Distributed Compiling with distcc
One of the most frustrating aspects of open-source development is all the time spent waiting for code to compile. Right now, compiling KDE's basic modules and libraries on a single machine takes me around three hours, and that's just to get a desktop. Even with a core 2 duo, it's a lot of time to sit around and wait.
With another pair of core duo machines at my disposal, I'd love to be able to use all of their processing power combined. Enter distcc.
distcc is a program that allows one to distribute the load of compiling across multiple machines over the network. It's essentially a front end to GCC that works for C, C++, Objective C and Objective C++ code. It doesn't require a large cluster of compile hosts to be useful—significant compile time decreases can be seen by merely adding one other similarly powered machine. It's a very powerful tool in a workplace or university environment where you have a lot of similar workstations at your disposal, but one of my favourite uses of distcc is to be able to do development work on my laptop from the comfort of the café downstairs and push all the compiles up over wireless to my more powerful desktop PC upstairs. Not only does it get done more quickly, but also the laptop stays cooler.

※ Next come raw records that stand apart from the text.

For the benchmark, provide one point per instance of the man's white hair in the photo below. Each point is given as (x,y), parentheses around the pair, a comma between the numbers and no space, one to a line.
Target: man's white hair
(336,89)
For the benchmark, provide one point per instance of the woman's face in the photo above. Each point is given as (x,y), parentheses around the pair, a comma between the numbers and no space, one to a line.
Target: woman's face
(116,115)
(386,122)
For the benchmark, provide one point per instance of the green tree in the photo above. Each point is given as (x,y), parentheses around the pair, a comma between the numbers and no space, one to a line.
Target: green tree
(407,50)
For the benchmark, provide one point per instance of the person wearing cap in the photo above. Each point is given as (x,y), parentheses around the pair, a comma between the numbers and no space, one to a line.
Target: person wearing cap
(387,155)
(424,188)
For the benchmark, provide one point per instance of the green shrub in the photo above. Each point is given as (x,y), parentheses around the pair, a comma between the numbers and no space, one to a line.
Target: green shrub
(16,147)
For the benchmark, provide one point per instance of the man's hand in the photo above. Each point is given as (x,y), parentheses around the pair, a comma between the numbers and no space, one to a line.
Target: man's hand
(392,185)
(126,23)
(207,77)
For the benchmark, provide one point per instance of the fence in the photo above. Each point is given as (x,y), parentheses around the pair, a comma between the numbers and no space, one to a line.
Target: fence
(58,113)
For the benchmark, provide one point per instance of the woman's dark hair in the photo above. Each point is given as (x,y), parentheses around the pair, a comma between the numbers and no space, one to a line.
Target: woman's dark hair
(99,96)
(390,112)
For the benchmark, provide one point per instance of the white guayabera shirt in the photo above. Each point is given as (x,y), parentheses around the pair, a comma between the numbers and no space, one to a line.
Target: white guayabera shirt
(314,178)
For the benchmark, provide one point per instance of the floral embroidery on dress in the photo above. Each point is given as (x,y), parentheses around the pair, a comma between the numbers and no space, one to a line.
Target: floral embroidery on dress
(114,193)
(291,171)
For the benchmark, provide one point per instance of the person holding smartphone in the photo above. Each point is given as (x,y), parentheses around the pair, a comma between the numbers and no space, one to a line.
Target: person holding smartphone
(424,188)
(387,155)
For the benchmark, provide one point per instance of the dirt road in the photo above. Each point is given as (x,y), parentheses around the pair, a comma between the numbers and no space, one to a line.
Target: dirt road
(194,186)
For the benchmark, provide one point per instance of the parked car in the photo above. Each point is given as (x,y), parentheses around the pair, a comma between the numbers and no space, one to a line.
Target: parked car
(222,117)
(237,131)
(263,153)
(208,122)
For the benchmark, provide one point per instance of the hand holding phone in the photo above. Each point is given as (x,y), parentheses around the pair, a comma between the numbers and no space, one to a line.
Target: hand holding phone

It's not necessary to use the same distribution on each system, but it's strongly recommended that you use the same version of GCC. Unless you have set up cross-compilers, it's also required that you use the same CPU architecture and the same operating system. For example, Linux (using ELF binaries) and some BSDs (using a.out) are not, by default, able to compile for each other. Code can miscompile in many creative and frustrating ways if the compilers are mismatched.
The latest version of distcc, at the time of this writing, is 2.18.3. There are packages for most major distributions, or you can download the tarball and compile it. It follows the usual automake procedure of ./configure; make; make install; see the README and INSTALL files for details.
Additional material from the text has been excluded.